New 'Smart Bomb' Leukemia Drug May Fight Other Cancers
More good news about a newly approved, pioneering leukemia drug approved earlier this week by the Food and Drug Administration.
Top cancer doctors meeting today in San Francisco now think the breakthrough drug will help in the battle against other types of cancers. Cancer researchers rarely utter the word "miracle" but among those gathering this weekend in San Francisco--it's starting to slip out.
"I don't know what a miracle drug would be, but this is about as close as any drug has come," says Dr. George Demetri, of the Dana-Farber Cancer Institute.
Tomorrow, Demetri's colleagues will announce that Gleevec--a pill approved by the FDA last Thursday as a treatment for a rare form of leukemia--may be just as effective against a rare stomach cancer known as GIST.
In clinical trials, 85% of the patients saw their tumors shrink, and in more than half the cases the tumors shrank by at least 50%.
But even more dramatic is the revelation that Gleevec could hold the key to treating at least four other cancers, including breast, prostate, and some forms of lung cancer.
"We are excited about the possibility of this drug being able to treat other types of cancers with at least some hope of good results," says Demetri.
Doctors are calling Gleevec the equivalent of a "smart bomb"--a magic bullet that strikes only cancer cells, while leaving healthy ones alone.
It does it by targeting proteins that signal cancer cells to multiply. Gleevec seems to block those signals. Without them, the cancer cells die fast and with few side effects.
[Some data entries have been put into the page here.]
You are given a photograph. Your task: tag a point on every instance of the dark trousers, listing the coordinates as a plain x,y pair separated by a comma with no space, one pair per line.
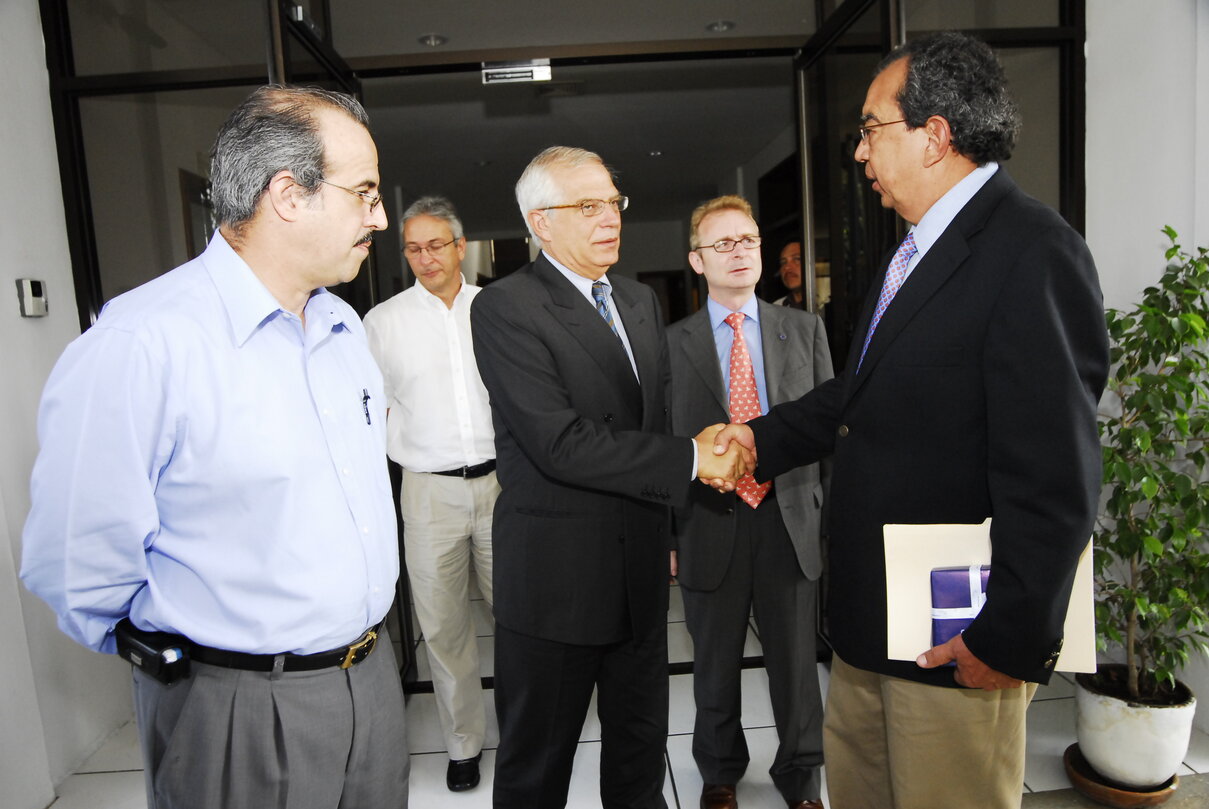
764,575
327,739
543,691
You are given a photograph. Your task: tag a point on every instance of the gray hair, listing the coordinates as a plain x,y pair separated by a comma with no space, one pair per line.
537,188
958,77
435,207
272,129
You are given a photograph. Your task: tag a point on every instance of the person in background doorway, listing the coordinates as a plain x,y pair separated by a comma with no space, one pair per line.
758,547
439,431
"Chemo is the worst," says cancer patient Anita Scherzer.
Anita Scherzer's was given 18 months to live. Chemotherapy had failed to reduce the growing tumors in her stomach, so she and her husband decided to renew their wedding vows before time ran out.
"We did it on the occasion of our 39th wedding anniversary because we were not going to make 40," says Norman Scherzer.
Gleevec changed that. As part of the trial, she took six pills every morning, and within just 13 days her tumors began to dissolve.
"I knew it was working already, and then when I went back for my CAT scan, the radiologist was like--'Whew!'--he couldn't believe it," says Anita.
Some are calling it the most important advance in medicine since antibiotics, but researchers still won't call Gleevec a cure. What they will say is that it's the first of a new class of drug--a molecular approach to the disease--likely to forever change the way some cancers are treated.